Edgar réhabilité
Tout le Puccini à venir est contenu dans les 4 actes d’Edgar, ici restitués grâce à un travail de récolement de la version complète originale détenue par la petite fille du compositeur qui détenait l’orchestration originelle du dernier acte (pas moins de 40 minutes, d’une ardente dramaturgie, aussi capitale que le déroulement du III, lequel est aussi une réussite totale, avec ses fausses funérailles!).
Lorenzo Mariani déplace le Moyen-Age initial (vers 1302) à l’époque de Puccini soit à la fin du XIXème… Il imagine pour le I, une église envahie par une verte prairie: le ton est donné. Sur un fond de bigoterie hypocrite et lâche, -insupportable conscience villageoise-, les héros en particulier Edgar et sa maîtresse Tigrana, imposent une liberté radicale, y compris sexuelle, qui s’affiche sans concession ni préambule. Leurs deux tempéraments élèvent la scène vers la fureur première dont la vocalité se ressent: entière et passionnée, ardente et fauve. Evidemment, pour le rôle-titre, le ténorisimo argentin presque quinqua a trouvé personnage à sa (dé)mesure: dramatisme incandescent, voix en puissance et en couleur, son Edgar est une prise de rôle et une première absolument convaincants. A ses côtés, la Fidelia de Amarilli Nizza est une jeune colombe pure et virginale aux aigus rayonnants (la chanteuse est aussi une Liu remarquée) et en tigresse féline et provocante, âme noire et vipérine, le Tigrana de la mezzo russe Julia Gertseva fulmine à tout va, écorche ceux qui s’opposent à elle, s’emporte et maudit avec un vrai panache de gitane.

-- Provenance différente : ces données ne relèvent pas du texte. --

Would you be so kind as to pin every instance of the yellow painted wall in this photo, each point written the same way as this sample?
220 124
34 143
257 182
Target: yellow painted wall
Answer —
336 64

Proche de Bizet, Puccini caractérise les deux femmes comme deux sources féminines opposées, le bien et le mal, l’innocence et la possession maladive, Carmen contre Michaella.
Même Marco Vratogna campe un Franck, rival de Edgar et frère de Fidelia, qui aime sans retour Tigrana, avec détermination mâle et puissante. Autant dire que le plateau vocal pour cette première d’autant plus opportune en 2008 pour les 150 ans de la naissance de Puccini, demeure captivant.
Saluons Arthaus Musik de fixer au dvd la présente révélation. Entre le vice et la vertu, le coeur de l’homme montre ses faiblesses. Et quand vient l’heure de la facture, c’est -tragédie vériste oblige-, une innocente qui paie les douleurs et blessures commises. L’horreur et la tendresse y conspirent efficacement: cet Edgar enfin complet, mérite absolument sa réhabilitation. La découverte du III (avec sa musique de funérailles pour Edgar, que Toscanini utilise pour le décès de Puccini) et le dévoilement du IV sont à eux seuls, des instants de théâtre, passionnants.
Giacomo Puccini (1858-1924)): Edgar, 1889. Version originale en 4 actes. D’après La coupe et les lèvres » (1832) d’Alfred de Musset. José Cura, Edgar. Amarilli Nizza, Fidelia. Julia Gertseva, Tigrana. Marco Vratogna, Franck. Carlo Cigni, Gualtiero. Orchestre et choeur du Teatro Regio de Turin. Yoram david, direction. Lorenzo Mariani, mise en scène.